3. Participatory Cataloging
Last fall I joined WGBH’s participatory cataloging project with a co-author, John Marx (WGBH archivist Karen Cariani discussed this project during the Symposium). We contributed metadata for two shows hosted by I. A. Richards during WBGH’s second season on-air in 1957-58. John and I had become interested in Richards as part of our project to explore the history of the American research university as a media institution. Richards, the “Father of new criticism,” was interesting to us precisely because he expressed prolific scorn for mass media as the antithesis of poetry, on the one hand, while, on the other, he worked steadily to make and promote alternative media, sometimes in service of poetry. This first episode of Sense of Poetry gives you a flavor for the results.
You can see more at OpenVault, where you can also read the metadata we wrote, and you can read more about our thoughts on Richards on our blog. To conclude this talk, I want to underscore that the success of WGBH’s project is attributable neither to cutting-edge technical development, nor to lavish funding, but rather to excellent organization. This is not to say that the technology or the funding is easy. The genius of WGBH’s project, however, lies in the challenging and ongoing people-work of identifying researchers and encouraging them to do something slightly different than they typically do–that is, to conceive catalog description as one of the results of research as opposed to the starting point for it.
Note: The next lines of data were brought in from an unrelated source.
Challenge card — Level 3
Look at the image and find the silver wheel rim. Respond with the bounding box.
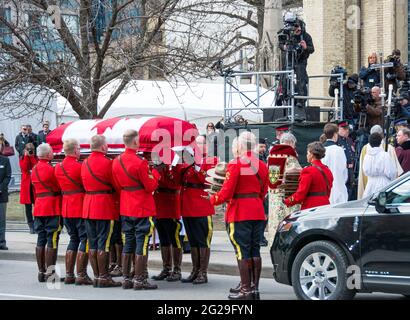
[299,252,338,300]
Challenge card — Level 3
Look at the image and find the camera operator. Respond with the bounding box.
[359,53,380,89]
[385,49,406,93]
[398,93,410,119]
[366,86,384,128]
[280,17,315,121]
[329,74,359,124]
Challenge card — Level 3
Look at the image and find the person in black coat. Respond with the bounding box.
[0,155,11,250]
[37,121,51,146]
[14,125,35,158]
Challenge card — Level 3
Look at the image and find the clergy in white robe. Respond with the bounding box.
[322,139,349,205]
[357,126,404,200]
[363,133,397,198]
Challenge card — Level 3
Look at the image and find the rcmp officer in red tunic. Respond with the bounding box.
[181,136,218,284]
[152,165,182,282]
[283,142,333,210]
[211,132,269,300]
[81,135,121,288]
[55,139,93,285]
[31,143,61,282]
[112,130,160,290]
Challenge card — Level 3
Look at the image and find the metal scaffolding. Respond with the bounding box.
[224,70,343,123]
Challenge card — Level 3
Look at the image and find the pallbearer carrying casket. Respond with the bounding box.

Of course, archivists have long known that good descriptions of rich media required research. What’s new here is not the work, but the division of it. And the reflection on it, which encourages us to think about how to reproduce such labor models in the future. Metadata creation is rapidly becoming part of every humanist’s job description, and it’s a good thing too. I am not proposing that there will cease to be a difference between, say, the job of historian and that of cataloger or coder. We will continue to need specializations–probably more of them–but we can, it seems to me, make some of the more alienating features of current division of labor obsolete as new digital research and publishing platforms shift of our sense both of the processes and the products of humanist inquiry.